SHINEPOST – Episode 1

By: Vrai Kaiser July 13, 20220 Comments
Two girls looking shocked at some news as their teammate comes in the door

What’s it about? Struggling idol trio TiNgS is facing a hard deadline: either they fill a 2,000-seat theater by their one-year anniversary concert, or they’re going to be broken up. Fortunately, the company president has given them an ace: the super manager Hinase Naoki. Unfortunately, she neglected to tell Naoki this, and he’s determined to quit managing permanently.


Idol series are a bit on the wane right now, compared to a few years ago when it felt like we saw multiple fairly interchangeable entrants per season. Not so, this summer. If you’re not watching the return of Love Live! Superstar!!, then SHINEPOST is your only other big option for female idol stories. But y’know? It feels like it’s got more shine (heh) on it as a result.
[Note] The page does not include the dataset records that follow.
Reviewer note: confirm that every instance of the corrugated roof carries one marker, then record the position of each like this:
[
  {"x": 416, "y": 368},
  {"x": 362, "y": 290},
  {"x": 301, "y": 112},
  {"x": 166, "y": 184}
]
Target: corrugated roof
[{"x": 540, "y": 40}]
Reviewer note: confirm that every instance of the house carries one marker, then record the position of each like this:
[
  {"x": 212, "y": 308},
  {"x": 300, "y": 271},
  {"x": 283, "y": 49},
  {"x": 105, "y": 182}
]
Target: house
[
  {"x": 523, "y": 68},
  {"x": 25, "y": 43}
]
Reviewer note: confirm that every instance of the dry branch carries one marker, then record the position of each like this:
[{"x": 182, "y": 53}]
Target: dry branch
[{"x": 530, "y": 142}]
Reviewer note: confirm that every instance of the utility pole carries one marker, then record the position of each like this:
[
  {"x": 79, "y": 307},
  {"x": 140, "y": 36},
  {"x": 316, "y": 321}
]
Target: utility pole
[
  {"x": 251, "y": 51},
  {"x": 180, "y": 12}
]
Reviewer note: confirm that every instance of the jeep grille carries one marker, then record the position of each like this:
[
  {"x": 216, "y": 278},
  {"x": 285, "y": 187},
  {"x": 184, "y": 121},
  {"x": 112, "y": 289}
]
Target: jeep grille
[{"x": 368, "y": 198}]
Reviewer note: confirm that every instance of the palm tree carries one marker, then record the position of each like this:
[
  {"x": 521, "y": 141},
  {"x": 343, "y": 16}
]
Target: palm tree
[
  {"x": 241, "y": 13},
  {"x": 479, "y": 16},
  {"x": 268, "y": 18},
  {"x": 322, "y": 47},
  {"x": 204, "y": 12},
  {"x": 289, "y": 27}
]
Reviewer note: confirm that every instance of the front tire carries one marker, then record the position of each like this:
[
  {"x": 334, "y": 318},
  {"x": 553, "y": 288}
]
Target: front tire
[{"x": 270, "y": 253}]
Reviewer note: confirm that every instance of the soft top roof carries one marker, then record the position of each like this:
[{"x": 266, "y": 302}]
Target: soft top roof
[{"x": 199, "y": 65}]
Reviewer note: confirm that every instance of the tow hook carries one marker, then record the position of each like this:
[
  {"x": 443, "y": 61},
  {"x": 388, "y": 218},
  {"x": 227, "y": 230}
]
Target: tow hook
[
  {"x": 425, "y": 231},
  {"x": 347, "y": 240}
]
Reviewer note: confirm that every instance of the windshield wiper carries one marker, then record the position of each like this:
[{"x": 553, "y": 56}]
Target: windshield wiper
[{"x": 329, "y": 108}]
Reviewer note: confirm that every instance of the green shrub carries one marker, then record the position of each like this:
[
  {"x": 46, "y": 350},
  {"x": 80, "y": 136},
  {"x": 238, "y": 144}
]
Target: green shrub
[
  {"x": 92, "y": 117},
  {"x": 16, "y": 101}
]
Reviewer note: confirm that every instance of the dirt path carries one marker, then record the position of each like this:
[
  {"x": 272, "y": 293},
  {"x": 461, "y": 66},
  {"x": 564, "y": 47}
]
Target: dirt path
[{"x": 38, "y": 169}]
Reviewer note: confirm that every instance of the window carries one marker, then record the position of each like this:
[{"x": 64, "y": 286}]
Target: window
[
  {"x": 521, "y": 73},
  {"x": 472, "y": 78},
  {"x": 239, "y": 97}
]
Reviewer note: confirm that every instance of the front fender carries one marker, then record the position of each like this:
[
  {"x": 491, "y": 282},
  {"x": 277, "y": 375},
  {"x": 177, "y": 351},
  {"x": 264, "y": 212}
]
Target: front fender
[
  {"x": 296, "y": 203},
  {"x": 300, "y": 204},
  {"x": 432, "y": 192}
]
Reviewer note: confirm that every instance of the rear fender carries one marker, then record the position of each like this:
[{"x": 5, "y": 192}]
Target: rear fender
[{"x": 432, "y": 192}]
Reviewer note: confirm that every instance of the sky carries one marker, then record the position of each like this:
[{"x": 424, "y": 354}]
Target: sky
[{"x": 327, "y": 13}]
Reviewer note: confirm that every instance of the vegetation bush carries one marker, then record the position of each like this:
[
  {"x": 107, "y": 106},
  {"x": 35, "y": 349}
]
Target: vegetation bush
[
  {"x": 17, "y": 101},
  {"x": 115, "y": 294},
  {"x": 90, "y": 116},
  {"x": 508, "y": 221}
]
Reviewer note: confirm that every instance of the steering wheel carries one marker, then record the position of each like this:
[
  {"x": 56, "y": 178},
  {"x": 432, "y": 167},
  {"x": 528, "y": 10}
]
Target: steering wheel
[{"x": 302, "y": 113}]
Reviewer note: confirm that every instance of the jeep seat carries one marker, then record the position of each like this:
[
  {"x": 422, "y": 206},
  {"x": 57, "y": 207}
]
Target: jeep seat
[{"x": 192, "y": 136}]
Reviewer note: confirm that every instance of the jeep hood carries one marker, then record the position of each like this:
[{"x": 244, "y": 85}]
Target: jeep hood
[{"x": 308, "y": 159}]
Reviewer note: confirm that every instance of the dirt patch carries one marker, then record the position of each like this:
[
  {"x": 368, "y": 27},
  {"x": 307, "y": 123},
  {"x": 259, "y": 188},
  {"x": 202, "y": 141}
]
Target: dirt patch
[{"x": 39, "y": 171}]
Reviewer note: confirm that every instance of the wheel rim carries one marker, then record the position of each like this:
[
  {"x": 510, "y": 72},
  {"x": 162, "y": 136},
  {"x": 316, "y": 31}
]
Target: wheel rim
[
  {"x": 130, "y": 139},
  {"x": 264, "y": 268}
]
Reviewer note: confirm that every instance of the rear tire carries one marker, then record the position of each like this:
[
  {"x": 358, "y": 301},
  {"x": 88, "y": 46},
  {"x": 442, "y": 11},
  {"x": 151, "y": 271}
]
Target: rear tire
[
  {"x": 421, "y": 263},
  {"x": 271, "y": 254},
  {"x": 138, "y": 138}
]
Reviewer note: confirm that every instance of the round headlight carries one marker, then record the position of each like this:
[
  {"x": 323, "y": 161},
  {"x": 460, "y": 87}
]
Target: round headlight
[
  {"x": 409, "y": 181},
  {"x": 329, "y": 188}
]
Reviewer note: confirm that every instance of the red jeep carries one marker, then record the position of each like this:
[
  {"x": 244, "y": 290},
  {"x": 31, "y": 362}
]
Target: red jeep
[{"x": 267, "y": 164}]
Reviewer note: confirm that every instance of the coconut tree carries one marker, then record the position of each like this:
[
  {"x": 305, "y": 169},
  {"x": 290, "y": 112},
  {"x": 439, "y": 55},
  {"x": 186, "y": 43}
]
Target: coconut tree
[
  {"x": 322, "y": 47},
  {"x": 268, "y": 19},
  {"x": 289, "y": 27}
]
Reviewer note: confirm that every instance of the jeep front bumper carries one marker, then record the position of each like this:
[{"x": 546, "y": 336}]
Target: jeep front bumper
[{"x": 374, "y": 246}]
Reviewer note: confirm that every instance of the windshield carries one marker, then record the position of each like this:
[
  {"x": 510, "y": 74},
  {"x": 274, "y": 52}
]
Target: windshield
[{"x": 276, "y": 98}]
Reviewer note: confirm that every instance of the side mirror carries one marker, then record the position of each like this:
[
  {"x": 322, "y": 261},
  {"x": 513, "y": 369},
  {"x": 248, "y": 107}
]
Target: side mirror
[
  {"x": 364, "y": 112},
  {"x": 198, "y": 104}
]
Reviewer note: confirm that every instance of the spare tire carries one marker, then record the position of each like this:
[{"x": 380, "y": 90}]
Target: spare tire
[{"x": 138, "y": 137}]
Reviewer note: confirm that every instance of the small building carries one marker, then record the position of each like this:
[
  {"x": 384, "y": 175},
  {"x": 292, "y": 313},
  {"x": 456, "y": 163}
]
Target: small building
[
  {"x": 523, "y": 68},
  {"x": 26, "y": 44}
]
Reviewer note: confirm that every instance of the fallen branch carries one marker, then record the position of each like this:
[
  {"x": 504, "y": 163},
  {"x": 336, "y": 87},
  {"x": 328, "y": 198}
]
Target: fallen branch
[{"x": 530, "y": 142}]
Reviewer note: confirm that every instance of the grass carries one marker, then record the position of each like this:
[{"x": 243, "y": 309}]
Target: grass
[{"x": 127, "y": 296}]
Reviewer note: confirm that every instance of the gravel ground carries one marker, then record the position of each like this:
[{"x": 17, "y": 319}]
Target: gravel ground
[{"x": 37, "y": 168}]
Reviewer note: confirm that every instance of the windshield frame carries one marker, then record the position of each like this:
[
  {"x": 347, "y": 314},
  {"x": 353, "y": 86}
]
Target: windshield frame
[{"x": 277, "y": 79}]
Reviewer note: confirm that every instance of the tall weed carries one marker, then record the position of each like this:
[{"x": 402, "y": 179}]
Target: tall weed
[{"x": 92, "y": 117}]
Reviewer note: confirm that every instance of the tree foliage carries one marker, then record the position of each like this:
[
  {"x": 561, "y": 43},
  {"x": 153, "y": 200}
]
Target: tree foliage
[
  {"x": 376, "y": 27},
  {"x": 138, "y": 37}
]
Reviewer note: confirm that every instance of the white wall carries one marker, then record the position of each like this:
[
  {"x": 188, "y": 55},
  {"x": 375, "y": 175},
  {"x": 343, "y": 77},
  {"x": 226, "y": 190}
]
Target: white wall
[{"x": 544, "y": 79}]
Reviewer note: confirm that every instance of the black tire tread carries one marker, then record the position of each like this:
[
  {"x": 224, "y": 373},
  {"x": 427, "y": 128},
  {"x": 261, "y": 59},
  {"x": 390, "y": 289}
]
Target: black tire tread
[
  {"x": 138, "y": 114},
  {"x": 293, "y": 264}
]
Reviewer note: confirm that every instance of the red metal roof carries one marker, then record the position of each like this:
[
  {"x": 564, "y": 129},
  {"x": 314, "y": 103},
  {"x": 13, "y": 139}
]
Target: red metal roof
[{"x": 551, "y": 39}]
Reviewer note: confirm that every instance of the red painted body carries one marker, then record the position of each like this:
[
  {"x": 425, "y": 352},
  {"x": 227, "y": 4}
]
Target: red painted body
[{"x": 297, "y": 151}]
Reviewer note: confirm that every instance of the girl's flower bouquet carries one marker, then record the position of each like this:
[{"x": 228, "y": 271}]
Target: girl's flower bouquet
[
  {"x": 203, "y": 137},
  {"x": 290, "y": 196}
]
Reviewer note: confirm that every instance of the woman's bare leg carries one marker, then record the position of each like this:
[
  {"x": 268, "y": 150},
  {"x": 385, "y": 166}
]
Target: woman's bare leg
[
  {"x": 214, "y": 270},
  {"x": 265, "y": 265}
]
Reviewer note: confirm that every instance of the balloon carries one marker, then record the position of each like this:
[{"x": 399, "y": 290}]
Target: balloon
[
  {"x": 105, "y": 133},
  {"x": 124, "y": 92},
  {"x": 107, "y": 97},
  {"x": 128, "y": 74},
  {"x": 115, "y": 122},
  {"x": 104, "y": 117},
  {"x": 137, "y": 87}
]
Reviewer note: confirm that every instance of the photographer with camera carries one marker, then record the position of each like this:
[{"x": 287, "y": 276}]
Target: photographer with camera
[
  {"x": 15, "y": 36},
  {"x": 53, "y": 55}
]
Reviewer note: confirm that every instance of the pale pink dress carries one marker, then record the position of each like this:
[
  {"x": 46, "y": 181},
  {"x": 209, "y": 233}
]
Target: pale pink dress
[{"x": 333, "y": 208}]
girl giving a thumbs up. "Okay! It's idol time."

While intellectually I know that this is a polished product from start to finish, the latest arm of a mixed media project that includes light novels, manga, and a video game, this premiere manages to sell a sense of oddball charm. Manager Naoki basically has Phoenix Wright powers, in that he’s able to see a nebulous “shine” around people when they speak, and the episode manages to pull some actual surprises out of that quirk despite how patently absurd it sounds on paper. I did roll my eyes a bit at the fact that he’s trying to leave managing because he’s simply too talented (a gift! a curse!), particularly since the other managers we see him compared to are both women, but I think the show means well with its observation that sometimes, especially in a competitive field, you’ll hurt people without meaning to. There’s a lot to explore there with the idols themselves, if the show remembers to come back around to it.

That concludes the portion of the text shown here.